La preferenza per un approccio pedagogico positivo

Sempre in questo contesto sarà opportuno fare attenzione a non aggiungere altro “peso” morale (anche questa attenzione di carità pastorale è contemplata nella tradizione morale cattolica in favore dei fedeli) a questo tipo di coscienza sofferente, poco formata o anche invincibilmente erronea, preoccupandosi di sviluppare innanzitutto gli argomenti in positivo circa la liceità della ricezione dell’eucaristia sulle mani ed evitando di ricondurre l’uso del fazzoletto – almeno nel primo approccio e dopo un accurato discernimento in seguito – ai temi di un uso liturgico improprio, di possibili sanzioni, etc… Questo anche in ragione del fatto che qui non c’è comunque alcuna volontarietà di porre una mancanza di rispetto verso le specie eucaristiche (anzi c’è il desiderio di un maggior rispetto delle stesse, che vorrebbe essere espresso utilizzando il fazzoletto). È significativo, infatti, che la grande maggioranza dei vescovi, in questi mesi, non si sia pronunciata apertamente “contro” l’uso del fazzoletto benedetto usato da alcuni fedeli durante la comunione. Non perché la prassi debba essere ritenuta liturgicamente valida, ma perché – almeno così si può presupporre – c’è stata e c’è comunque una certa comprensione davanti alla fatica e al turbamento vissuto dai fedeli in questo tempo di pandemia, come pure davanti al fatto che si tratti di una prassi transitoria, sorta soltanto in rapporto a questa situazione drammatica e al conseguente obbligo (altrettanto transitorio) di ricevere la comunione soltanto sulla mano. Non ci si confronta, cioè, con un uso che sarebbe destinato a diventare abituale neanche nelle intenzioni di chi vi ricorre. In questo senso andrebbe approfondito in che maniera la questione del fazzoletto benedetto debba essere valutata con riferimento alla dottrina sulla fede e la morale cristiana.

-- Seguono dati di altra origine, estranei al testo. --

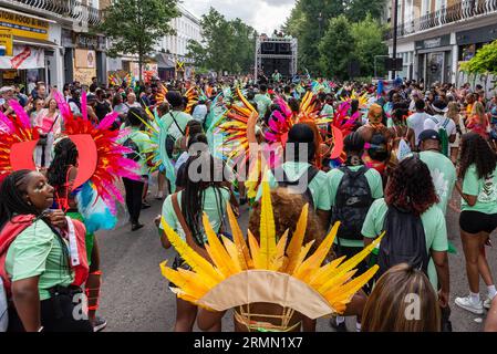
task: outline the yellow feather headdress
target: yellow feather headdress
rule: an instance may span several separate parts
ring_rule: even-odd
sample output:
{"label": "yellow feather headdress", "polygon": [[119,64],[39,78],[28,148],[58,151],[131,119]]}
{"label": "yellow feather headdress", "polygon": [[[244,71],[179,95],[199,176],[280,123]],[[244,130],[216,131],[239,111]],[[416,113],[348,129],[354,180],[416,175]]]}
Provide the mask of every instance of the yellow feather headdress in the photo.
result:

C’è un ultimo aspetto pastorale che si può considerare. Nella misura in cui il ricorso al fazzoletto benedetto intenda esprimere un rispetto e un’adorazione sinceri per l’eucaristia, allora bisognerà segnalare al fedele che anche questa prassi può portare al rischio della dispersione di alcuni frammenti. E questa attenzione più in generale può essere essere di nuovo ricordata, con un’attenta catechesi al riguardo, anche per la comunione in bocca o sulla mano, o per altri momenti della celebrazione liturgica dell’Eucarestia: anche le dita del sacerdote che toccano il pane consacrato, spezzano l’ostia o danno la comunione sulla lingua ai fedeli possono non trattenere o raccogliere tutti i frammenti; ed è per questo che si usano patene o piattini, il corporale o altri lini inamidati nella liturgia eucaristica. L’educazione alla cura nell’assunzione di eventuali frammenti eucaristici deve riguardare di nuovo anche i ministri sacri e non solo i fedeli laici!

La carità pastorale illumina il cammino graduale dei fedeli

Tutti siamo “in cammino” nella fede in Dio e nella comprensione morale dei nostri atti. Lo siamo grazie alla legge della gradualità e accompagnati dalla carità pastorale, paziente e benigna (che a volte è tale anche con il silenzio, dice la tradizione morale cattolica). Anche la carità pastorale contribuisce ad illuminare la coscienza morale, perché possa accorgersi della verità ed accoglierla, piuttosto che continuare a ritenere giusto l’errore nella sua valutazione morale. E, quando questo accade, il primo a illuminare la coscienza è stato Dio, cioè è stata opera sua: noi siamo solo strumenti. Non si rimane strumenti nelle mani di Dio e ci si arroga la pretesa di fare da sé quando, come dice papa Francesco, «invece di evangelizzare si analizzano e si classificano gli altri, e invece di facilitare l’accesso alla grazia si consumano le energie nel controllare» (Gaudete et exultate, 25). Uno strumento in sé non è nulla, ma nelle mani di Dio può operare cose incredibili e divine.